Tax Loopholes: There are also some instances in which companies have exploited the tax loopholes of specific accounting regulations and standards. In most of the cases, companies have achieved accounting scandals or misleading financial information by giving wrong information about their revenue and expenses in financial statements for tax avoidance. In this way, large companies have exploited the loopholes of IFRSs and FRSs in order to protect them from high amount of taxes (Holt and Eccles, 2002). In last one decade, many cases related to tax evasion and frauds are reported in the UK in which firms took advantage of tax loopholes by misleading the auditors and regulator through wrong figures. For example, large accountancy firms, KPMG, Deloitte and Ernst & Young are some companies that have exploited the tax loopholes of financial regulations in order to minimize the tax liability for their clients by showing wrong figures of revenue in their income statement (Sikka, 2013).

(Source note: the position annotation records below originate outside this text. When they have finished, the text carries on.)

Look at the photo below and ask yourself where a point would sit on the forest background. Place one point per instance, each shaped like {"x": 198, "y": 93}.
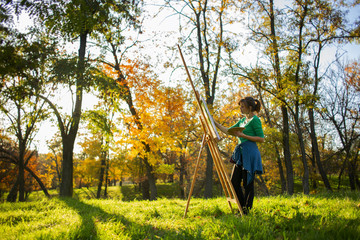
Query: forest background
{"x": 143, "y": 128}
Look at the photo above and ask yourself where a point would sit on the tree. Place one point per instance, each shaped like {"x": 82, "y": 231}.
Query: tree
{"x": 100, "y": 123}
{"x": 76, "y": 19}
{"x": 23, "y": 71}
{"x": 203, "y": 32}
{"x": 340, "y": 108}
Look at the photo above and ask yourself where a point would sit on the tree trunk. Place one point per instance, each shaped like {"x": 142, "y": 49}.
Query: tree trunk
{"x": 151, "y": 179}
{"x": 305, "y": 179}
{"x": 101, "y": 174}
{"x": 352, "y": 175}
{"x": 66, "y": 185}
{"x": 21, "y": 173}
{"x": 287, "y": 155}
{"x": 13, "y": 192}
{"x": 208, "y": 174}
{"x": 42, "y": 186}
{"x": 106, "y": 175}
{"x": 145, "y": 188}
{"x": 181, "y": 176}
{"x": 68, "y": 139}
{"x": 315, "y": 149}
{"x": 281, "y": 171}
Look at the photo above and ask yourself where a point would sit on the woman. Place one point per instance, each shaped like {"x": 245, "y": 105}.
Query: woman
{"x": 246, "y": 155}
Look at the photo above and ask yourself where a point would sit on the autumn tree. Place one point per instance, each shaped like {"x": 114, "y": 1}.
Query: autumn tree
{"x": 292, "y": 38}
{"x": 24, "y": 69}
{"x": 75, "y": 20}
{"x": 202, "y": 31}
{"x": 340, "y": 108}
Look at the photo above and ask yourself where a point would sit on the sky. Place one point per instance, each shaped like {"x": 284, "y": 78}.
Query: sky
{"x": 164, "y": 22}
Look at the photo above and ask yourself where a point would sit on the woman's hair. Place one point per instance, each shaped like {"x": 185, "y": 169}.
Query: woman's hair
{"x": 251, "y": 102}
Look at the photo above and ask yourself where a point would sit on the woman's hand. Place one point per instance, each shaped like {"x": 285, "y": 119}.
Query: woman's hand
{"x": 251, "y": 138}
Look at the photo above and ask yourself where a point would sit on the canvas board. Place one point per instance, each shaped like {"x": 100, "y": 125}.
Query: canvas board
{"x": 209, "y": 119}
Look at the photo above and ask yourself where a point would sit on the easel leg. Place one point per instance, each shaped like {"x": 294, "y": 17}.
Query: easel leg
{"x": 195, "y": 173}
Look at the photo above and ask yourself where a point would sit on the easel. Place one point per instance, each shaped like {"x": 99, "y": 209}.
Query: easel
{"x": 210, "y": 139}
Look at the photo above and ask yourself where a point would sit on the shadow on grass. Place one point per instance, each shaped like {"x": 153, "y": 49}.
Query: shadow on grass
{"x": 120, "y": 226}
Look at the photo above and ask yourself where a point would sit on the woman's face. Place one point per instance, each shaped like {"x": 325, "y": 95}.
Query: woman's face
{"x": 244, "y": 108}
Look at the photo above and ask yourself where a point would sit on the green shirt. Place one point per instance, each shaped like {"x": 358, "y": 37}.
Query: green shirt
{"x": 252, "y": 127}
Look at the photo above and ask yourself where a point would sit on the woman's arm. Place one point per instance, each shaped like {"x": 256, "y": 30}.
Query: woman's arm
{"x": 251, "y": 138}
{"x": 221, "y": 127}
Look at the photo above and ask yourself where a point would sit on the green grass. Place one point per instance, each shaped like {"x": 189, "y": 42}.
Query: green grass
{"x": 321, "y": 216}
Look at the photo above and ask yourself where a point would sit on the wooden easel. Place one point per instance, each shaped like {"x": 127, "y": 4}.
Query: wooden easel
{"x": 211, "y": 140}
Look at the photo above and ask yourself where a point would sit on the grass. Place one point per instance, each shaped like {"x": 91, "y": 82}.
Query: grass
{"x": 320, "y": 216}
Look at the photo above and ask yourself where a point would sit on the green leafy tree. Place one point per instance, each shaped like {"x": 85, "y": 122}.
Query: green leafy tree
{"x": 76, "y": 20}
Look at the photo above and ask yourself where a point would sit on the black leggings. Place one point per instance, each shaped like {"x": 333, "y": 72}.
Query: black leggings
{"x": 240, "y": 175}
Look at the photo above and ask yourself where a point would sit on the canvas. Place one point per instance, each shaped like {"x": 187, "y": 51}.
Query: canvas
{"x": 209, "y": 119}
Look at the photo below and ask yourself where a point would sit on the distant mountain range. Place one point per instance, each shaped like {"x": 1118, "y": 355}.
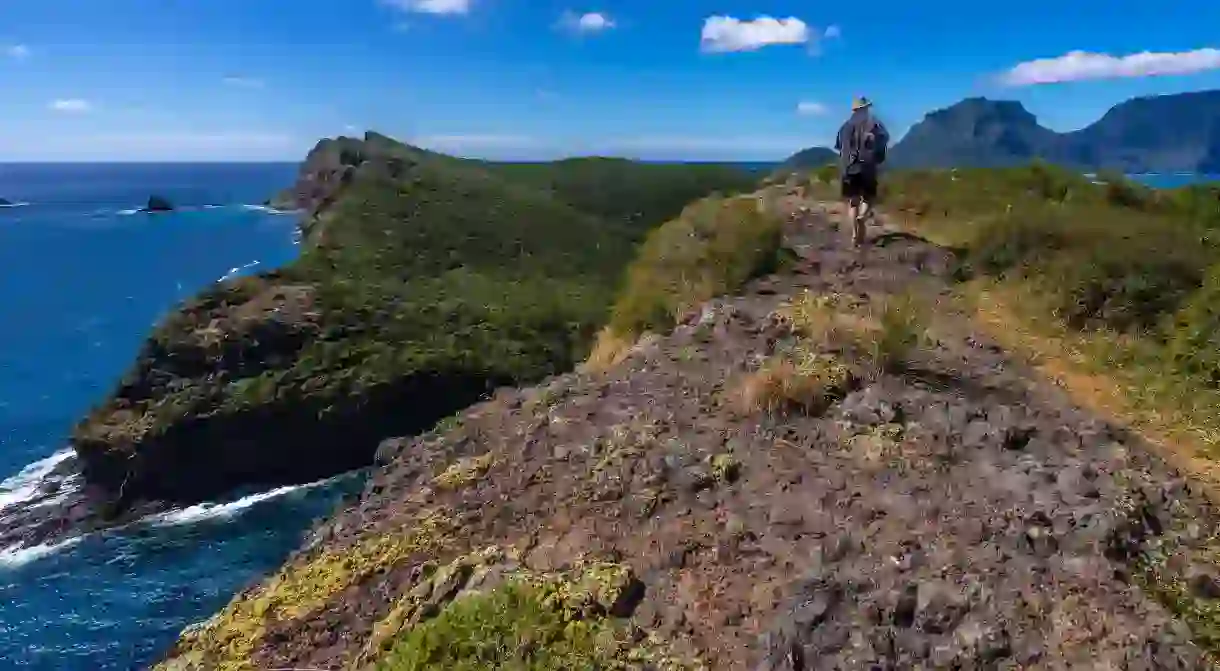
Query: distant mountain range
{"x": 1164, "y": 133}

Accounting Loopholes: In the current regulatory framework, some of the UK companies have also exploited the accounting loopholes by using the flexibility permitted in the accounting regulation of IFRS and FRS. For example, banks utilize accounting loopholes to inflate their profits and bolster bonuses of their staff members. Generally, accounting loopholes provide an advantage to banks through which they easily use complex financial products or instruments in order to make risky investment to show themselves more profitable than actually they are (Treasor, 2011). In this type of case, most of the banks exploited the accounting loopholes of IFRS to gain unauthorized gain or profits from the investments. Banks have achieved inflate profits and high gain from accounting loopholes of financial regulations by producing income statements and balance sheet with misleading financial information about the investment in risky assets and their respective profits (Paul and Burks, 2013). HSBC is a good example of a UK bank that has exploited the accounting loopholes of FRSs by presetting false information about investment in its cash flow statement (Holt and Eccles, 2002).

Conclusion

On the basis of the above discussion, it can be concluded that accounting is an important area of business activity, which needs effective regulatory standards and regulations in order to ensure proper accounting and financial reporting by the companies. From the above discussion, it is summarized that FRSs. IFRSs, Companies Act 1996 and Stock Exchanges rules are some of the important financial regulations that provide regulatory framework to companies for accounting and financial reporting of their business transactions. It is also summarized that there are various flexibility permitted in the accounting regulations in each of these accounting standards, which provide choices to companies in the financial regulations to manage the measurements and preparations of the accounts according to their suitability and personal gain. From the above discussion, it can be also concluded that there are some loopholes in the UK regulatory framework in terms of accounting loopholes, tax loopholes and accounting profession loopholes, which played a major role in creating accounting scandals and frauds by the companies. Large accounting firms, banks, retail firms and real estate organizations are some of examples in which they achieved the presentation of misleading financial information related to taxes, debt securities, profits of subsidiaries and bonuses in their financial statement by taking advantage of loopholes and flexibility permitted in financial regulations.